BioWare has confirmed that Mass Effect Legendary Edition will feature edits to some of its more sexualized cutscenes, particularly those involving Cerberus officer Miranda Lawson.
Announced on February 2nd, Mass Effect Legendary Edition is set to feature not only the three games that make up the original Mass Effect trilogy, but also “over 40 dlc from all three games” and “enhanced performance, visuals, and graphics, all available in HDR.”
“For Mass Effect 1 we took the rough edges off it and tried to reduce the delta between 1 and 2, because 2 and 3 had a very similar look and feel and 1 tended to feel very dated. So we spent more time trying to bring it closer to 2,” project director Mac Walters explained to Metro in a recent interview.
Walters continued ““There were underlying systems that made it more like an RPG and less like a shooter, but there were other systems like camera, movement, aiming, and things like that that we had improved over the course of the trilogy.”
“So bringing those into Mass Effect 1 was a no-brainer and we tried to just smooth out your overall experience,” Walters added. “‘Reducing the friction from that gameplay but not inherently or fundamentally changing how you progress through the game, how you invest in the squad talents and the class systems and things like that. That was important.”

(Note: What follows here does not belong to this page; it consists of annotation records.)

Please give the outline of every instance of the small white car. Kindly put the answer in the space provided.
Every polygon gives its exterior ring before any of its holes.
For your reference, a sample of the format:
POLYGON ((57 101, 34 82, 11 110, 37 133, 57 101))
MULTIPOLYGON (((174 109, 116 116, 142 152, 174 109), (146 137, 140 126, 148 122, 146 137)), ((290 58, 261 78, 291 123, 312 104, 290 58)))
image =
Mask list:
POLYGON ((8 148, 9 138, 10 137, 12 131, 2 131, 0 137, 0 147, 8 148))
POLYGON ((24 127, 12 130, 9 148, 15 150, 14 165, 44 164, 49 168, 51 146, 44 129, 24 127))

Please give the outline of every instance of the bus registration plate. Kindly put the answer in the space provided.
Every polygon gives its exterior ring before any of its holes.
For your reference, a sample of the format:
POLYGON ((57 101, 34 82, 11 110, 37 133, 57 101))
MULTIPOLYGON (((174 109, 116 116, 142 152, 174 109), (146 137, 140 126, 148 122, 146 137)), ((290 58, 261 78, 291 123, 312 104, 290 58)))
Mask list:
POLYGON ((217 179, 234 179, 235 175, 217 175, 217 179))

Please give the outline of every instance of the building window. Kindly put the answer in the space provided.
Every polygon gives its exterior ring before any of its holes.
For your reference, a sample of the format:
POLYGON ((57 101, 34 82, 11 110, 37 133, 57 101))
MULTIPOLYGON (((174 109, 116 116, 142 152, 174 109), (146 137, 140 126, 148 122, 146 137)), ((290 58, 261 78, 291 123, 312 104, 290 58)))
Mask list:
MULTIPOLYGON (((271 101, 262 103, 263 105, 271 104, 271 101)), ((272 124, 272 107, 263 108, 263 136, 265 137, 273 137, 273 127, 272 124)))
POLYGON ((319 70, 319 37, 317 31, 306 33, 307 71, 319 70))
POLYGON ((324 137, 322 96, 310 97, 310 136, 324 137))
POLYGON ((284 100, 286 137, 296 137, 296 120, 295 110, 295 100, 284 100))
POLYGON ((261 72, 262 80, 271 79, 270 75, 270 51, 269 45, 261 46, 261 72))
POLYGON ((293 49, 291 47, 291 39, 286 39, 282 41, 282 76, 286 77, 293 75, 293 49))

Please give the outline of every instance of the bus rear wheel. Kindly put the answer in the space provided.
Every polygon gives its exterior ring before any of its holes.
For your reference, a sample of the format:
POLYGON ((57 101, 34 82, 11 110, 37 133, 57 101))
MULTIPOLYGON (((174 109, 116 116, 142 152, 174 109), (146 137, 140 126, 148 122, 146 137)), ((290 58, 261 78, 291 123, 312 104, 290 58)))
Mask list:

In turning their attention into providing players with a better ‘overall experience,’ Walters further explained that the team gave special attention to improving the game’s handling of the female version of Commander Shepard, whose character lacked customization features and reused many of the male-centric animations from her male counterpart.
“Specifically for female Shepherd, I think there was a lot of things that we could do across the trilogy to make that better, so that she’s a bit more on par with male Shepherd,” said Walters. “Whether it be just some subtle face shape changes or some wrinkles or support or whatever, so she’s catching the light and the same kind of quality level.”
“And then specifically around the animations, we couldn’t really change a lot of those, but there were times where you could change the camera to not focus on one of those animations,” he continued. “So a male Shepherd animation would have him sitting with his legs quite wide open with a low camera where, if you were wearing a skirt, it would be a bit unflattering. So we can’t necessarily change that animation, but you can raise that camera up slightly to reduce the problem.”
Additionally, during “a hands-off presentation detailing the changes coming to the remastered version of the sci-fi trilogy” attended by Polygon, BioWare Environment and Character Director Kevin Meek revealed that the red-headed default ‘FemShep,’ who was first introduced as a playable option in Mass Effect 3, would be available to play as throughout the entire saga.
Sadly, though somewhat unsurprisingly, the original three games in the trilogy will not be released unaltered, as Walters revealed that the team had made edits to some of the game’s more ‘well-rounded’ cutscenes.
When pressed on the accusations leveled against the developer that certain characters and designs, such as the all-female Asari or EDI’s robot body, were made to specifically to pander to a male audience, Walters noted, “‘I do think a lot of things have evolved since [the original games] but I don’t know if I would say we were ultra-concerned about it or anything like that, but there were considerations.”
According to Walters, “Kevin [Meek] actually called out some camera cuts that were just… why was that focusing on Miranda’s butt?”
“So in some cases we said, ‘Okay, we can make a change there’,” he recalled. “But ultimately, to change an entire character model or something like that wasn’t really… it was a decision that was made as part of many creative decisions and just showing it at the best possible fidelity that we could going forward is really the choice for all of the art that we had.”
Unfortunately, despite these improvements and changes being made to Mass Effect, Walters concluded his interview with Metro by revealing that the third game’s controversial ending would remain unchanged.
“Sure, you know the controversy around the ending,” he admitted. “And we understand, I certainly understand, how that didn’t hit with some people. But I don’t think you suddenly just go in and try to change anything in that regards.”
As of writing, a full list of cutscenes intended for alteration is currently unknown.
Mass Effect Legendary Edition is currently set for a May 14th release across PlayStation 4, PC, and Xbox consoles.